J'ai pensé à ces quatres filles qui avait perdu leur mère, leur témoin, un peu de leur enfance aussi, à cette plaie béante avec laquelle elles devront vivre, cette absence qu'il faudra apprivoiser.
Cette autre patiente, avec qui je riais tant, je crois que je manque de courage, alors je ris avec eux, même si je sais qu'ils sont au bout du bout. Je suis "la petite", celle avec qui ont ne parle pas vraiment de ce qui arrivera, comme si eux aussi voulaient m'épargner. Sa soeur m'a dit "elle ne vous embêtera plus avec vos cheveux, elle vous aimait beaucoup, elle vous aimait tous", pardon Madame, si, j'ai eu envie de rire en repensant à ça, parce qu'elle m'avait dit que votre nouvelle coupe de cheveux était horrible, que c'était de l'arnaque de payer si cher pour un tel résultat et qu'un jour, elle vous le dirait. Je crois qu'elle l'a fait, l'honnêteté de ceux qui n'ont plus rien à perdre ...




Je vis en colocation le temps de mon stage, dans un appart qui sent le renfermé, avec un colocataire, qui ne parle pas. Je dors avec un couteau à beurre ridicule sur ma table de nuit. Pour me rassurer, ma tante m'a dit que Xavier Dupont de Ligonnes n'avait toujours pas été retrouvé.

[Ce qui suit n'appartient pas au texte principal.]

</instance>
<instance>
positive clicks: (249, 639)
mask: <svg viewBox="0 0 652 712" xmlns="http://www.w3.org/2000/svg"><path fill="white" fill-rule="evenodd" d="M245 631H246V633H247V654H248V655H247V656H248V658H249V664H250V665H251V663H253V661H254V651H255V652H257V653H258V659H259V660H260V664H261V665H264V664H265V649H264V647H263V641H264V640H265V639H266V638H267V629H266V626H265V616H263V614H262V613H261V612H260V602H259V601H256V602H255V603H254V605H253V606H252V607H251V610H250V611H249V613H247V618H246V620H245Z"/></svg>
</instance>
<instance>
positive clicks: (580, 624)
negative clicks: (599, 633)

Je redécouvre l'auteur de mes jours, comme si une boulimie de moments avec lui m'envahissait, comme si je rattrapais toutes ces absences. J'ai l'impression d'avoir six ans, à être blottie dans un coin de garage, assise sur une chaise pendant des heures à le regarder travailler, cuisiner, donner. Comme quand il m'emmenait avec lui quand il allait tuer puis découper des bêtes dans les fermes voisines pour gagner une misère, l'attendrissante barbarie de mon enfance. Quinze ans après, mon regard n'a rien perdu de son admiration, et je crois qu'elle est un peu réciproque. On se retrouve un peu, lui et moi, qui nous ressemblons tant, dans notre façon d'aimer passionnément ou pas du tout, dans notre sensibilité aussi, ça l'inquiète et ça me flatte, je suis enfin la fille de quelqu'un, Je me retrouve dans ses excès, ses haut démesurés et ses bas assourdissants.
Je le croyais dur et parfois cruel, il me montre aujourd'hui qui il est, et je découvre avec émotion, que j'avais rejetté une partie de mon enfance cet être sensible et torturé, qui me connait si -trop- bien.

dimanche 23 septembre 2012

 
Cela fait déjà longtemps que je suis les blogs, que je regarde grandir les enfants, que j'assiste médusée aux combats que se livrent les mères sur des enjeux d'éducation pas franchement primordiaux, que j'admire les trouvailles des unes, les créations des autres et les billets engagés que je lis à chaque fois avec passion.
 
En lisant ces petits moments de vie souvent si touchant, parfois très personnels, j'ai toujours eu l'impression d'être illégitime, n'ayant pas de blogs pour rendre un peu des confidences laissées sur cette toile, pour répondre aussi.
 
Je suis étudiante infirmière depuis presque trois ans et depuis ma vie c'est d'être là, à veiller sur la vie qui commence, la vie qui s'éteint et celle qui continue malgré tout, c'est les mains tendues et parfois les poings levés, la lassitude, la fatigue et l'espoir aussi.
 
Si la vie m'avait dotée d'un physique tout autre et d'idées politiques moins hard, j'aurais pu être la réincarnation de Brigitte Bardot (et me taper celle de Gainsbourg par la même occasion ... )
 
 
 
 Mais bon, je suis Clo, j'ai vingt ans sur les papiers, parfois deux quand je joue avec ma merveille, parfois cent quand je regarde le ciel. J'aime la poèsie de Gainsbourg, les mots de Renaud, de Baudelaire et des loupiots. J'ai souvent trois grammes les soirs d'élection. L'air un peu ailleurs, en talon dans les manifs.
 
Dans ma vie, il y a surtout une merveille, pas la mienne mais quand même, qui me rappelle à chaque pas, que les choses je les fais aussi pour elle.